Durant ce laps de temps, Saul entretenait une conversation des plus électriques avec son frère.

  • Où l'as-tu pêchée celle-ci ? Sur internet ?

  • Je t'interdis de parler d'elle en ces termes !

Cette phrase était sortie trop naturellement pour qu'elle n'ébranle pas ma conscience pendant quelques secondes et un regard sur le visage d'habitude avenant de mon aîné, m'indiqua que lui aussi était surpris.

  • Tu as presque réussi à me faire avaler que tu tenais vraiment à cette nana. Elle a de quoi occuper un homme je n'en doute pas mais de là à projeter de t'unir à elle, comment dire... Je n'y crois pas une seconde.

  • Elle est bien plus que ça pour moi, elle te surprendra.

  • Elle ne te connaît pas ! Ne partage rien avec toi ! Mon pauvre Saul, ne me dis pas que l'histoire va se répéter ? Tu es bien plus naïf que je ne le pensais ou alors toute rationalité a finalement quitté ton esprit. Une chose est sûre : ce n'est pas comme ça que tu vas gagner contre moi, petit frère.

  • Je ne parierais pas là-dessus si j'étais toi, Peter.

  • Alors c'est ça ! Tu as un plan. Tu n'as jamais été très bon au poker, pourquoi en serait-il autrement dans la vie. Je connais tes cartes avant même que tu ne fasses la première mise. Ne me sous-estime pas, tu sais de quoi je suis capable.

  • Hé Peter ! interpela une voix ferme vers laquelle nous nous retournâmes, je n'ai pas vraiment eu la chance de répondre à ta question.

  • Colleen , tu devais m'attendre dans la chambre.

  • Non ! tu m'as dit de me taire pour ton bien, et tu m'as caché bien des choses apparemment. Ce que je peux comprendre ! Vraiment ! On ne se connaît que depuis peu mais mes sentiments sont sincères alors... .

Elle planta son regard hypnotique dans celui incrédule de mon frère et poursuivit :

  • Je ne sais pas ce que tu cherches à faire, mais je t'empêcherai de faire de nouveau du mal à Saul. On ne vient pas du même monde, mais là d'où je viens, on se bat pour ceux qu'on aime. Je n'ai peut-être pas les bons mots, ce qui t'as fait douter de la véracité de notre relation. Alors je vais laisser parler les actes.
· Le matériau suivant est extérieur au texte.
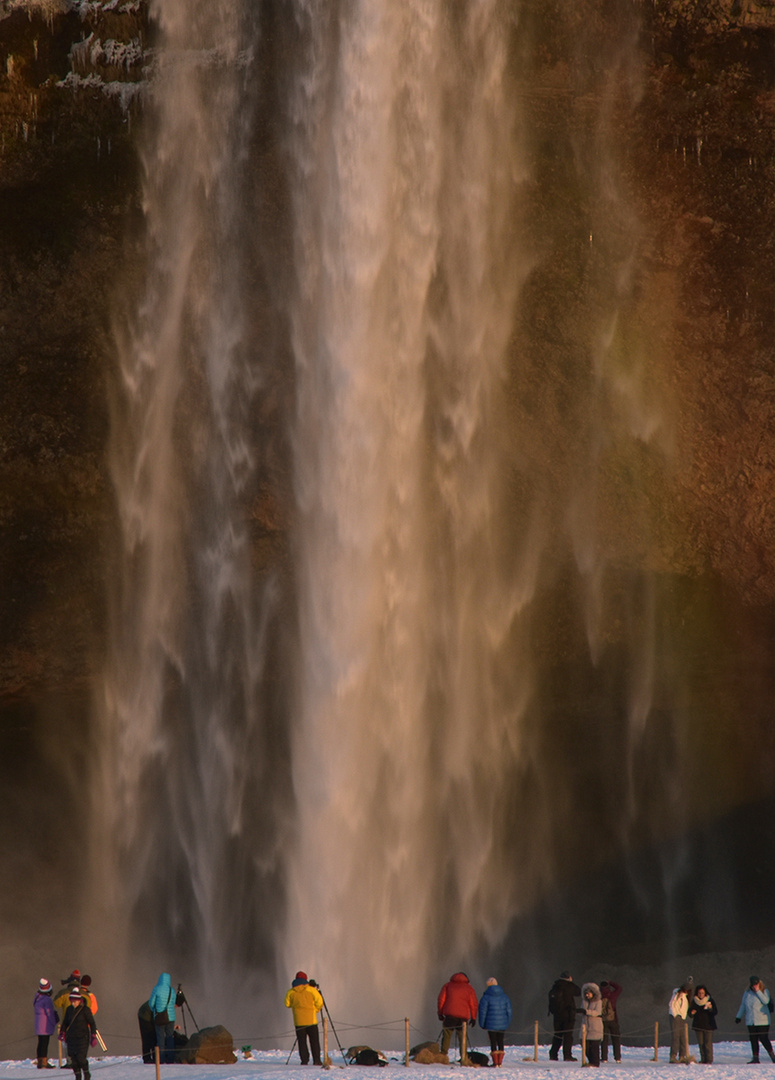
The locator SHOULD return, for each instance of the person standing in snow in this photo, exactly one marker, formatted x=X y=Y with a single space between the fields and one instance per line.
x=89 y=996
x=148 y=1033
x=494 y=1017
x=703 y=1012
x=306 y=1001
x=162 y=1006
x=593 y=1008
x=678 y=1009
x=562 y=1008
x=78 y=1030
x=755 y=1008
x=44 y=1021
x=63 y=997
x=610 y=993
x=457 y=1002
La minute qui suivit me parut irréelle. Colleen m'embrassait. Une main sur ma cravate, elle avait tiré dessus pour que nos bouches se rencontrent en un baiser bien trop passionné et fougueux pour ma santé mentale. Je perdis bientôt tout contrôle et passa une main dans sa nuque et l'autre dans le creux de ses reins. La rugosité de ma paume entra en contact avec le douceur de sa peau, parcourant d'électricité mon corps tout entier. La pression de ses lèvres s'était atténuée, la folie de l'instant ayant fait place à la délectation puis... le vide. Elle avait mis fin au baiser qu'elle avait initié, me ramenant brutalement à la réalité.

  • Hum. La scène était plutôt convaincante je le reconnais, mais il va falloir faire mieux que ça, commenta Peter , disons que je vous laisse le bénéfice du doute. Au moindre faux pas, je ne vous raterai pas. Bien ! Je vous souhaite une bonne soirée les tourtereaux... Que le meilleur gagne.

Ce fut sur cette parole empreinte de menace qu'il nous quitta mais l’atmosphère garda encore longtemps trace de sa toxique présence.